I was worried that he’d feel I intruded on him, or might not want to be bothered by this. Mr. Uris responded immediately and graciously. Not only did he say he’d sign all the books, but he offered that I should give him a list of the donors’ names and he’d inscribe the books to each of them. Wow, how thoughtful. It was obvious that he had done this before. Today, Bob and Lois, Barry and Linda, Steve and Janine, John and Ilse, and many others have their inscribed copies proudly in their homes.
I started to ask Mr. Uris about a good time to bring him the books. He lived about 3-4 hours from me, so I planned to take a whole day to drive them to him. “Nonsense,” he said. “Just put them in a box with another box inside, addressed back to you, and I’ll sign them and mail them back to you.” He was worried that I’d waste a whole day driving to him, as if it would be a two-week journey on a rickety boat packed with refugees.
“I’m happy to bring them to you. That way I can tell people I met you,” I said.
“So just send them to me and tell people you met me,” he retorted. And so, I did.

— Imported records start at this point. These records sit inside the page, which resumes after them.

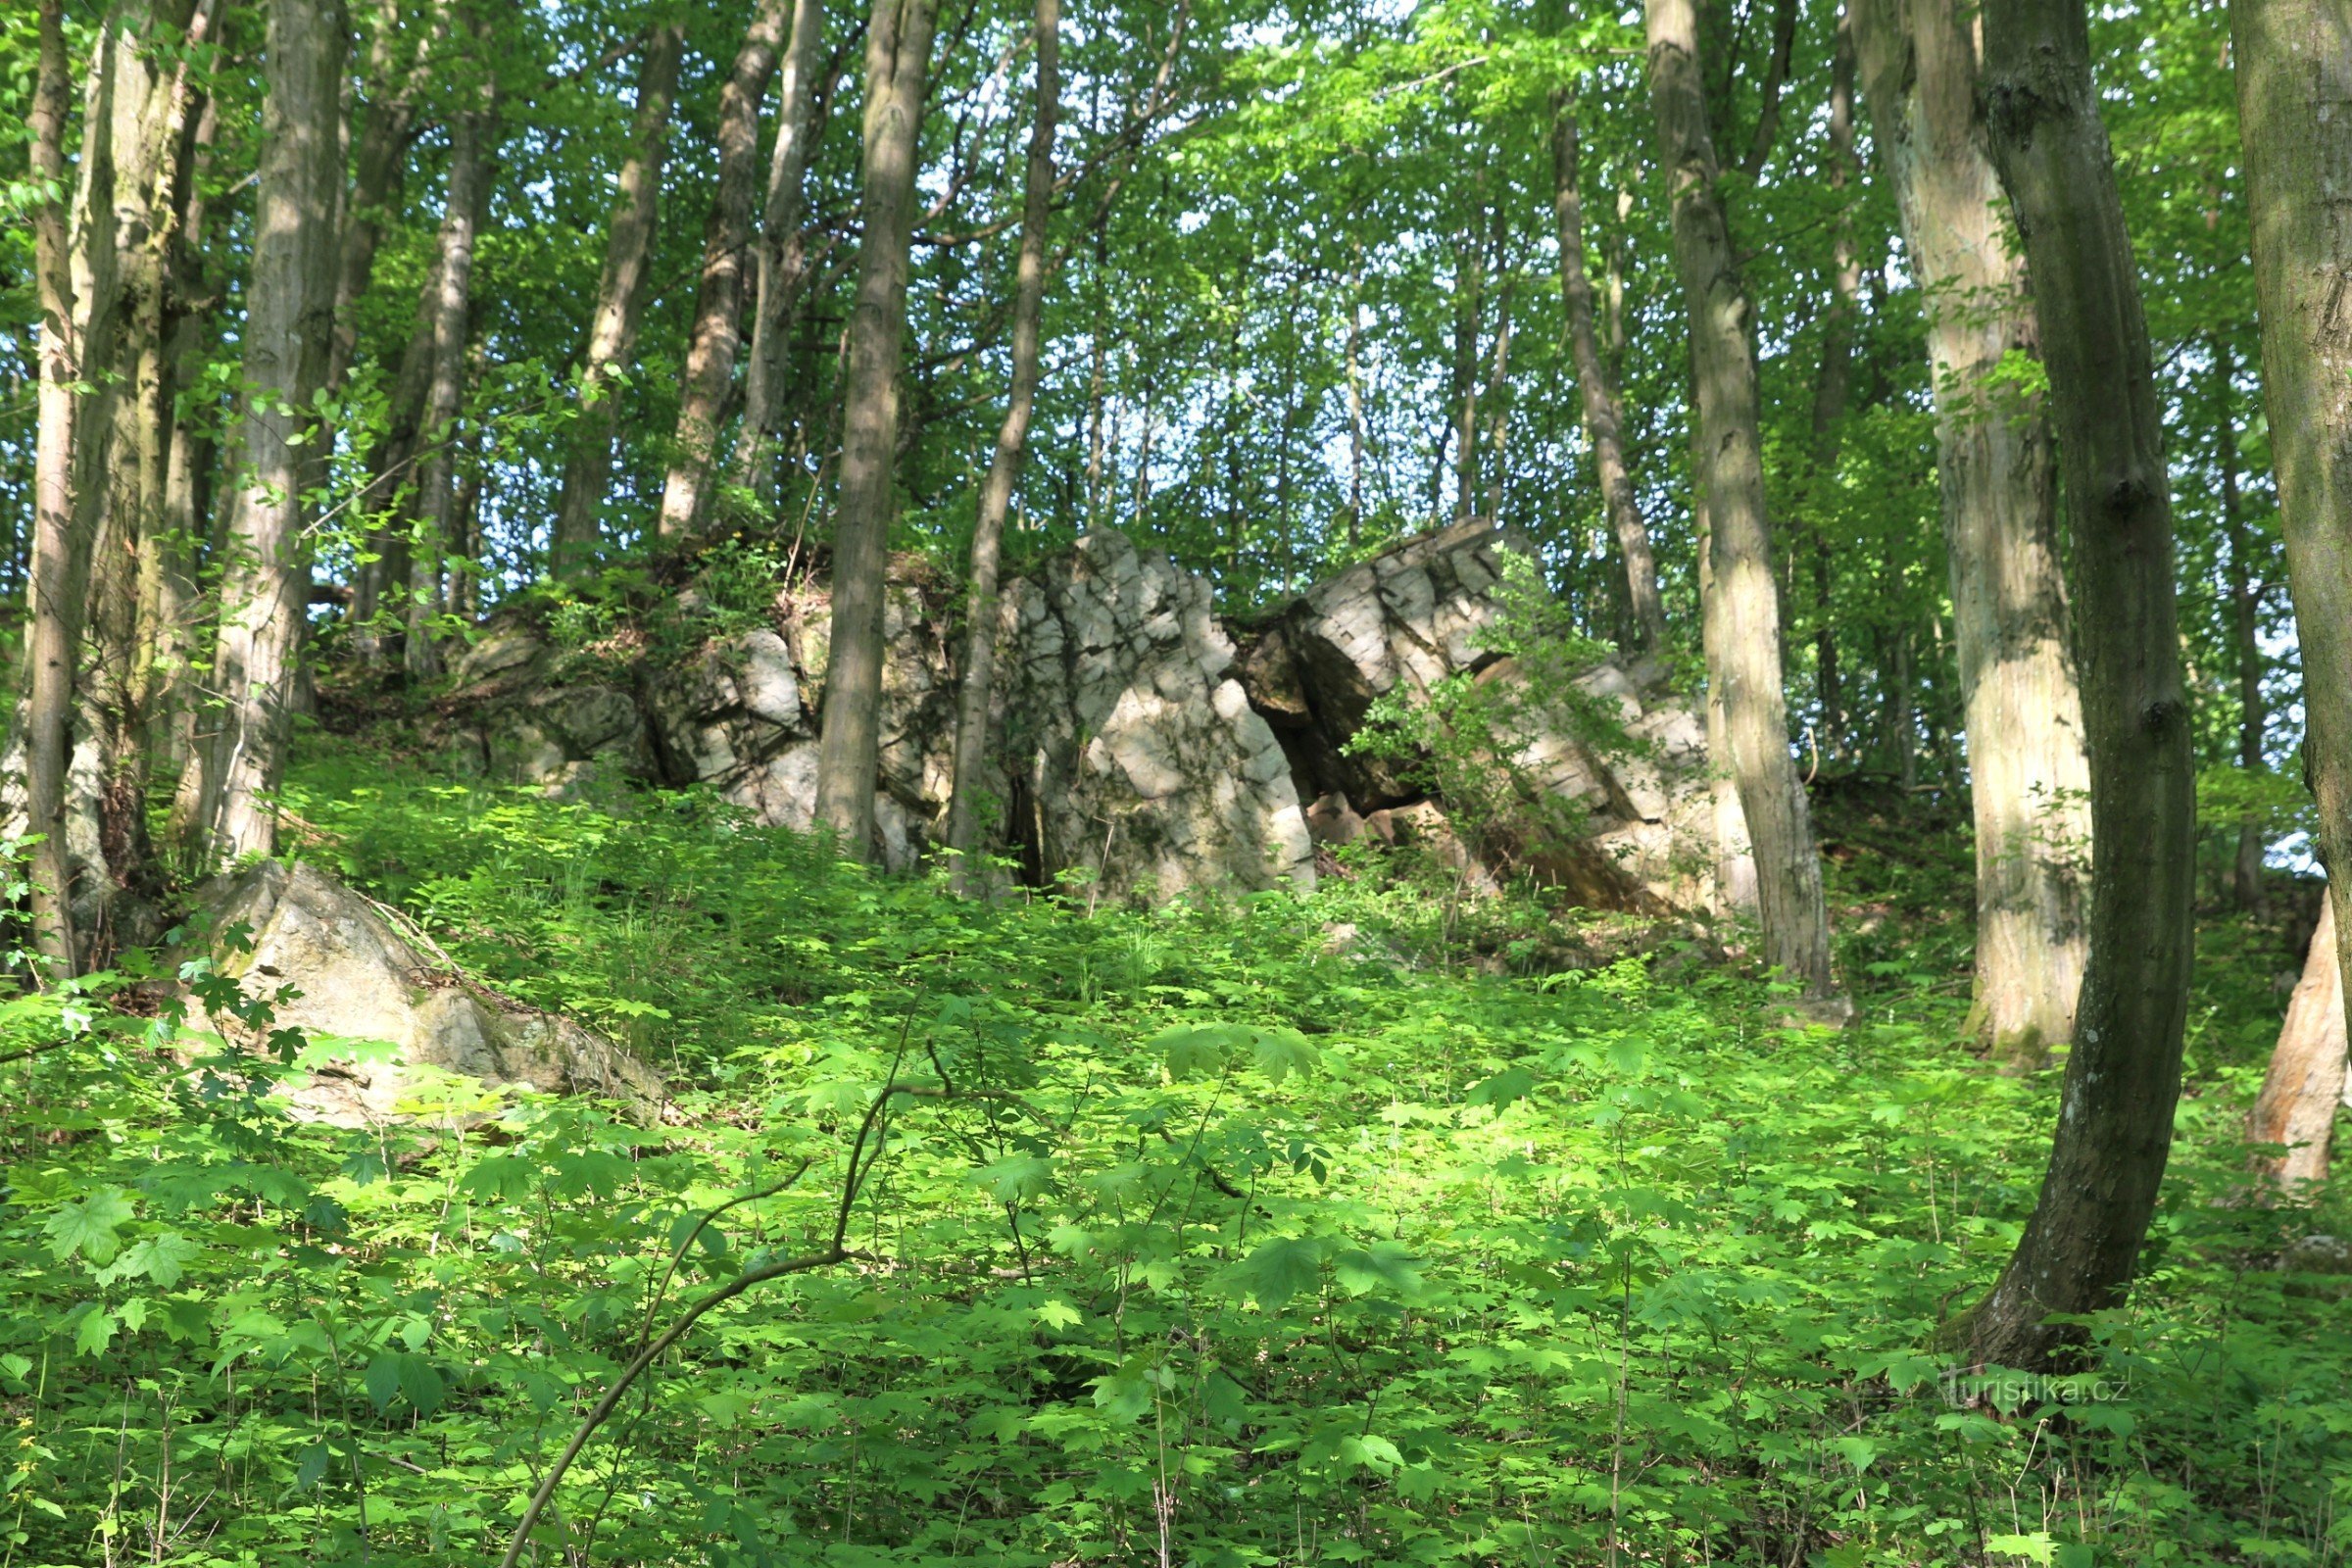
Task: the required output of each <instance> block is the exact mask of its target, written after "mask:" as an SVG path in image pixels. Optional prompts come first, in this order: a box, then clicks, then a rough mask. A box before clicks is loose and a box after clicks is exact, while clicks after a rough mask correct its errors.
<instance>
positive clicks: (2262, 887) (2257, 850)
mask: <svg viewBox="0 0 2352 1568" xmlns="http://www.w3.org/2000/svg"><path fill="white" fill-rule="evenodd" d="M2213 395H2216V400H2218V409H2216V414H2218V418H2216V423H2213V458H2216V465H2218V468H2220V527H2223V538H2225V543H2227V545H2230V567H2227V578H2230V639H2232V644H2234V649H2237V766H2241V769H2246V773H2263V771H2267V769H2270V759H2267V757H2265V755H2263V731H2265V729H2267V708H2265V703H2263V623H2260V616H2258V611H2256V595H2253V538H2251V534H2249V529H2246V508H2244V505H2241V501H2239V494H2237V357H2234V355H2232V353H2230V343H2225V341H2223V339H2220V334H2216V336H2213ZM2230 882H2232V891H2234V893H2237V905H2239V907H2241V910H2249V912H2251V914H2256V917H2265V914H2270V898H2265V893H2263V827H2260V825H2258V823H2251V820H2249V823H2239V825H2237V858H2234V863H2232V867H2230Z"/></svg>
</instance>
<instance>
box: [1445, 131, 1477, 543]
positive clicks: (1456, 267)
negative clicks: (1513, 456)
mask: <svg viewBox="0 0 2352 1568" xmlns="http://www.w3.org/2000/svg"><path fill="white" fill-rule="evenodd" d="M1484 158H1486V155H1484V153H1482V162H1479V169H1477V183H1475V186H1472V190H1475V202H1477V207H1475V212H1472V223H1468V226H1463V235H1461V249H1458V252H1456V254H1454V386H1451V390H1454V522H1465V520H1468V517H1470V510H1472V501H1475V496H1477V329H1479V317H1482V315H1484V313H1486V299H1484V294H1486V242H1484V237H1482V235H1479V233H1477V223H1475V219H1477V216H1482V214H1484V205H1486V162H1484ZM1439 463H1442V458H1439Z"/></svg>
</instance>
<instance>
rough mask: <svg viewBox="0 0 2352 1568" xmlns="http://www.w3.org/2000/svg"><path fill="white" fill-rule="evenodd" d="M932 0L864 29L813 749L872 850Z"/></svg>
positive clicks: (880, 13) (833, 827)
mask: <svg viewBox="0 0 2352 1568" xmlns="http://www.w3.org/2000/svg"><path fill="white" fill-rule="evenodd" d="M936 14H938V0H875V9H873V21H870V24H868V28H866V127H863V132H866V169H863V197H861V212H863V219H866V226H863V237H861V240H858V292H856V299H854V301H851V310H849V386H847V395H844V411H842V421H844V430H842V498H840V520H837V522H835V534H833V654H830V663H828V668H826V712H823V731H821V736H818V750H816V820H818V823H823V825H826V827H830V830H833V832H835V835H840V846H842V851H844V853H849V856H851V858H858V860H866V858H870V856H873V837H875V769H877V762H880V748H882V602H884V595H887V574H889V524H891V515H894V512H896V501H894V491H896V475H894V473H891V468H894V456H896V449H898V367H901V364H898V362H901V353H903V339H906V280H908V249H910V244H913V228H915V158H917V150H920V146H922V103H924V92H927V89H924V78H927V71H929V63H931V21H934V19H936Z"/></svg>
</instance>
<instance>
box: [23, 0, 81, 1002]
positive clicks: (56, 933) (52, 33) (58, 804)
mask: <svg viewBox="0 0 2352 1568" xmlns="http://www.w3.org/2000/svg"><path fill="white" fill-rule="evenodd" d="M66 94H68V82H66V28H64V2H61V0H40V61H38V75H35V85H33V113H31V129H33V186H35V190H40V193H42V200H38V202H35V205H33V282H35V289H38V292H40V425H38V435H35V447H33V569H31V583H28V599H31V630H28V639H26V656H28V658H26V663H28V665H31V668H28V682H26V684H28V701H26V797H28V816H31V827H33V832H38V835H42V837H40V842H38V844H33V867H31V870H33V893H31V900H33V945H35V950H38V952H40V954H42V957H45V959H49V969H52V973H56V976H59V978H64V976H73V973H75V952H78V945H75V931H73V865H71V860H68V856H66V759H68V755H71V752H73V658H75V644H78V642H80V635H82V592H85V588H87V581H89V541H87V536H85V534H82V531H80V529H78V527H75V520H73V411H75V409H73V383H75V378H78V374H80V371H78V355H75V341H73V324H75V308H73V275H71V263H68V256H66V200H64V190H66V115H68V113H71V99H68V96H66Z"/></svg>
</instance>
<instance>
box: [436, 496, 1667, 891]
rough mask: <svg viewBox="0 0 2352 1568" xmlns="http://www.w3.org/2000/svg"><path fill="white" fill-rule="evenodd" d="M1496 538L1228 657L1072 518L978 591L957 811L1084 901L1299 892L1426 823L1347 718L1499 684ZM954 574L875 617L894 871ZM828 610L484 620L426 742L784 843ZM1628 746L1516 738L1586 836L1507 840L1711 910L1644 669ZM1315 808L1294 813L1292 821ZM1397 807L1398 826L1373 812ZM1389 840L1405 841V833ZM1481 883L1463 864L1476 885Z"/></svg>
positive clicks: (1448, 558) (931, 800) (929, 751)
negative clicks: (1535, 843)
mask: <svg viewBox="0 0 2352 1568" xmlns="http://www.w3.org/2000/svg"><path fill="white" fill-rule="evenodd" d="M1512 548H1515V545H1512V543H1510V538H1508V536H1503V534H1498V531H1496V529H1491V527H1486V524H1461V527H1454V529H1446V531H1439V534H1428V536H1421V538H1414V541H1406V543H1402V545H1397V548H1395V550H1390V552H1385V555H1381V557H1374V559H1369V562H1359V564H1355V567H1350V569H1345V571H1341V574H1338V576H1334V578H1327V581H1324V583H1317V585H1315V588H1310V590H1308V592H1305V595H1303V597H1298V599H1294V602H1291V604H1289V607H1284V609H1282V611H1279V614H1277V616H1272V618H1270V621H1263V623H1256V625H1254V628H1249V630H1244V632H1242V639H1240V644H1237V642H1235V632H1232V628H1228V625H1225V623H1221V621H1218V616H1216V609H1214V592H1211V585H1209V581H1207V578H1202V576H1197V574H1192V571H1185V569H1183V567H1178V564H1176V562H1174V559H1169V557H1167V555H1162V552H1157V550H1138V548H1136V545H1134V543H1131V541H1127V538H1124V536H1122V534H1117V531H1110V529H1098V531H1094V534H1087V536H1084V538H1080V541H1077V545H1073V548H1070V550H1068V552H1063V555H1058V557H1054V559H1049V562H1047V564H1042V567H1040V569H1037V571H1035V574H1033V576H1028V578H1016V581H1011V583H1007V585H1004V592H1002V599H1000V607H997V611H1000V625H997V670H995V691H993V696H990V708H993V715H990V736H993V745H990V757H988V776H985V778H983V797H985V799H983V820H988V823H993V839H990V846H993V849H995V851H1000V853H1007V856H1009V858H1011V860H1014V863H1016V867H1018V872H1016V875H1018V879H1021V882H1028V884H1037V886H1044V884H1051V882H1054V879H1056V877H1063V875H1077V877H1080V879H1082V882H1089V879H1091V882H1096V884H1098V886H1101V889H1103V891H1105V893H1110V896H1145V898H1174V896H1178V893H1183V891H1188V889H1270V886H1301V889H1305V886H1312V882H1315V846H1317V842H1327V839H1329V842H1345V839H1352V837H1359V835H1362V830H1364V823H1367V820H1371V818H1376V816H1378V813H1383V811H1395V809H1411V811H1409V816H1411V818H1414V820H1416V823H1421V830H1418V839H1421V842H1437V839H1439V837H1442V835H1439V830H1437V825H1432V823H1423V818H1430V816H1432V813H1435V816H1437V818H1439V820H1442V806H1439V804H1435V802H1428V799H1425V795H1423V792H1421V790H1418V788H1416V783H1414V780H1411V778H1409V776H1404V773H1399V769H1397V766H1395V764H1385V762H1371V759H1357V757H1348V755H1345V743H1348V738H1350V736H1355V731H1357V729H1359V726H1362V722H1364V715H1367V710H1369V708H1371V703H1374V701H1376V698H1378V696H1383V693H1388V691H1395V689H1399V686H1404V689H1416V691H1418V689H1428V686H1430V684H1435V682H1439V679H1444V677H1449V675H1456V672H1477V675H1479V677H1482V679H1508V677H1510V670H1508V661H1498V656H1496V654H1491V651H1489V649H1486V646H1484V644H1482V632H1486V628H1489V625H1494V621H1496V618H1498V616H1501V595H1498V590H1501V583H1503V555H1505V552H1508V550H1512ZM953 604H955V590H953V585H948V583H943V581H938V578H936V574H927V571H924V569H922V567H920V564H915V562H896V564H894V569H891V585H889V599H887V625H884V712H882V766H880V773H877V778H875V820H877V832H875V837H877V844H875V849H877V858H880V860H882V863H884V865H887V867H891V870H906V867H913V865H917V863H920V860H922V858H924V853H927V851H929V849H931V846H934V844H936V842H938V839H941V837H943V835H946V806H948V792H950V785H953V745H955V656H957V654H960V646H957V644H960V637H957V635H955V630H953V628H950V616H953ZM828 632H830V616H828V607H826V597H823V592H821V590H797V592H795V590H786V592H781V595H779V599H776V614H774V621H771V625H760V628H753V630H743V632H734V635H727V637H715V639H713V642H708V644H706V646H701V649H699V651H696V654H694V656H691V658H689V661H684V663H680V665H670V668H649V665H647V663H637V665H633V668H626V670H621V672H616V670H612V668H597V665H590V663H588V661H583V658H579V656H569V658H567V656H562V654H560V651H555V649H550V646H546V642H543V639H541V635H539V632H536V630H534V628H529V625H527V623H520V621H501V623H494V625H492V630H489V632H487V635H485V637H482V639H480V642H477V644H475V646H473V649H470V654H468V658H466V661H463V663H461V665H459V686H456V691H454V696H452V698H449V703H447V715H449V717H447V722H445V726H442V741H445V745H447V748H449V752H452V755H454V757H456V759H459V762H463V764H470V766H477V769H482V771H487V773H492V776H499V778H520V780H534V783H541V785H546V788H548V790H553V792H574V790H579V788H586V785H588V783H590V780H593V778H597V776H602V773H612V776H626V778H635V780H647V783H666V785H689V783H706V785H713V788H715V790H720V792H722V795H724V797H729V799H734V802H736V804H741V806H746V809H748V811H750V813H753V816H755V818H757V820H762V823H769V825H781V827H795V830H807V827H809V823H811V818H814V799H816V733H818V708H821V701H823V668H826V654H828ZM1585 686H1588V691H1592V693H1597V696H1604V698H1611V701H1616V703H1618V708H1621V712H1623V719H1625V729H1628V731H1630V733H1632V736H1635V738H1637V741H1642V743H1644V755H1642V757H1599V755H1597V752H1595V750H1592V748H1590V745H1585V743H1581V741H1576V738H1573V736H1571V733H1566V731H1559V733H1536V736H1531V738H1529V741H1526V745H1524V748H1522V752H1519V755H1517V757H1512V759H1510V764H1512V766H1515V771H1517V773H1519V776H1522V778H1524V780H1529V788H1536V790H1541V792H1545V795H1552V797H1559V799H1564V802H1571V804H1573V806H1576V809H1578V811H1581V813H1583V816H1585V818H1588V823H1585V832H1583V835H1581V837H1578V839H1576V842H1573V844H1566V846H1559V844H1550V846H1545V849H1543V851H1541V853H1538V851H1526V853H1512V856H1510V860H1512V867H1519V870H1531V872H1536V875H1538V877H1545V879H1550V882H1555V884H1562V886H1569V889H1571V891H1573V893H1576V898H1578V900H1581V903H1585V905H1590V907H1611V910H1656V907H1700V905H1708V903H1712V818H1710V802H1708V783H1705V773H1708V769H1705V733H1703V724H1700V722H1698V717H1696V715H1693V710H1691V705H1689V703H1684V701H1679V698H1670V696H1665V693H1663V691H1658V684H1656V682H1653V679H1642V677H1639V675H1628V672H1625V670H1618V668H1616V665H1602V668H1599V670H1595V672H1590V675H1588V677H1585ZM1310 802H1312V813H1310V811H1308V809H1305V806H1308V804H1310ZM1383 820H1395V818H1383ZM1406 837H1414V835H1406ZM1482 875H1484V872H1482Z"/></svg>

I also had him sign some “spare” copies which I came across recently. “How many signed copies of Exodus does one person need,” I thought. And then I realized its an opportunity to come full circle of sorts. I decided to donate one autographed copy as a fund raiser, the way I got in touch with Mr. Uris to begin with, to support the ability of new immigrants to come to Israel, be absorbed, and become acclimated today. Thousands arrive each year from the US and throughout Europe, Russia and Ukraine, and India and Ethiopia just to name a few of the four corners of the world. Immigrating takes less time and is more organized, and there are no British soldiers blocking Jews from coming home. But it’s still a transition that many try to make as seamless as possible, and absorbing immigrants from throughout the diaspora is no less significant today.
While you can get a copy online anywhere, through the Genesis 123 Foundation, which supports an array of needs in Israel to help support Israelis of all backgrounds, you have an opportunity to own your own signed copy by making just a $10 donation. For details and to enter the drawing, please click here. It’s not the same as owning your own signed copy of the Book of Exodus, but its still pretty cool.
Leon Uris depicted those early years and the yearning and challenges better than anyone else could. There are many more things I could say about “Exodus” but highly recommend you read it for yourself. It will be a book you cherish and save. Spoiler alert, we win, survive, and thrive.